Meeting for the 8th time this year, Russian President Vladimir Putin and Kazakh President Nursultan Nazarbayev exchanged pleasantries like old friends in Astana. The two leaders met on the sidelines of the Russian-Kazakhstan Business Forum, itself part of the 13th Russia-Kazakhstan Interregional Cooperation Forum. They also attended a film screening together.
Nazarbayev congratulated Putin on the “good results” of the recent elections, which saw Putin’s United Russia party gain an absolute majority in the State Duma. Although the party captured 343 out of 450 seats, voter turnout across Russia was low, estimated at 48 percent.
“I believe this is a major victory for you, for Russia, for its stable development,” Nazarbayev told Putin.
For comparison: Nazarbayev’s Nur Otan party won 84 of 98 seats in the Majilis (Kazakhstan’s lower parliamentary house) in snap polls earlier this year. Turnout for that election reached 77 percent, paling next to the 95 percent which turned out for last year’s presidential elections (International observers have questioned the fairness of Kazakhstan’s elections, unsurprisingly observers from the CIS saw no problems). Nazarbayev, the last Soviet-era leader still alive, lauded Putin’s influence, saying “you have done brilliantly.”
Putin thanks Nazarbayev for inviting him to Astana and noted that “relations between Russia and Kazakhstan certainly have the qualities of an alliance and a strategic partnership.” Putin referenced “problems caused by objective circumstances,” a roundabout way of referring to external economic pressures, like the 2014 crash in oil prices and Western sanctions.
In his speech at the business forum, Putin went further, complimenting Astana–“beautiful and interesting”–and lauding Kazakhstan, Russia, and the Eurasian Economic Union for progress on trade liberalization.
“Together with other partners in the Eurasian Economic Union, we continue to eliminate restrictions that can obstruct the movement of goods, services, capital and the workforce; but there are more to deal with,” Putin said.
By way of illustration he mentioned his visit to Orenburg, a city founded in 1735 as a fortress city on the frontier, a base for Imperial Russia’s expansion into Central Asia.

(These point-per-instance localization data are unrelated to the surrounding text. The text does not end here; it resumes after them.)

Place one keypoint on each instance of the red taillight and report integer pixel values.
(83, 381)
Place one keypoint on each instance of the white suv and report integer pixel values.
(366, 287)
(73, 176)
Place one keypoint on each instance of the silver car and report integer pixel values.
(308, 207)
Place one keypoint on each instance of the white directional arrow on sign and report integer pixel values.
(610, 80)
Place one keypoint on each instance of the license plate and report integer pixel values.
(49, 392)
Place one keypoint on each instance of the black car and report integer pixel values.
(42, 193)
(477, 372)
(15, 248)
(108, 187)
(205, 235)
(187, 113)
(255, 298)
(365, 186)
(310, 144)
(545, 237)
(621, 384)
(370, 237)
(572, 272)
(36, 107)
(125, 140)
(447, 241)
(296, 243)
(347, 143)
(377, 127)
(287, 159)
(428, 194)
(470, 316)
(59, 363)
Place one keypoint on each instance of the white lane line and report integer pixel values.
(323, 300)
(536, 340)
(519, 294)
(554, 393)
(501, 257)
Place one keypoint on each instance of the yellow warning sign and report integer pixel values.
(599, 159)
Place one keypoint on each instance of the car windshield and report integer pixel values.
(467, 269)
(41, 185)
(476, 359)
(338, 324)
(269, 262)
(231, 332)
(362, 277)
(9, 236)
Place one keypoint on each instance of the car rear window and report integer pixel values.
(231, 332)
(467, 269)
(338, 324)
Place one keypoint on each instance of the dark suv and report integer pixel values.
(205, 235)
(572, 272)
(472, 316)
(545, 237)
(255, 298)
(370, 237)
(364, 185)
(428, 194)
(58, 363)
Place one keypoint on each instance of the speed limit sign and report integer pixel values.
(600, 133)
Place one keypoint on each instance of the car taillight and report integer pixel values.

Now Orenburg sits on the Russian-Kazakh border. The two states have been in a customs union since 2010, eclipsed in 2015 by the launching of the Eurasian Economic Union. Still there remain, as Putin mentioned, restrictions and trade is beset by insufficient infrastructure and border bottlenecks. In reference to Orenburg, Putin said, “the road has been built on the Kazakhstan side, but unfortunately, not on the Russian side.”
One road is not all that is lacking. Trade between Kazakhstan and Russia has fallen over the past few years. According to Putin, in 2015, “trade turnover totalled $15.5 billion.” Putin continued:
Yes, indeed, as the President of Kazakhstan noted today, trade has unfortunately declined, mainly due to various market factors, especially the continuing instability on global markets, exchange rate fluctuations and the high volatility of raw material prices. These are the obvious objective variables
This is a far cry from 2013, when trade turnover between Kazakhstan and Russia reached $28.5 billion. That high was followed by a 20 percent decline in 2014. Kazakhstan’s trade turnover with all of the EEU states continued to slide in 2015.
Nonetheless, both Nazarbayev and Putin hailed bilateral business prospects, with Putin promising financial support for joint business ventures. According to Kazinform, a state media agency, the business forum was expected to feature the signing of 40 bilateral agreements worth $27 billion. Sputnik mentioned 27 agreements worth $4 billion–illustrating the functional meaningless of such statistics. Whatever the amount, Kazakhstan and Russia remain close allies buffeted by their own bad arrangements and depressed economies.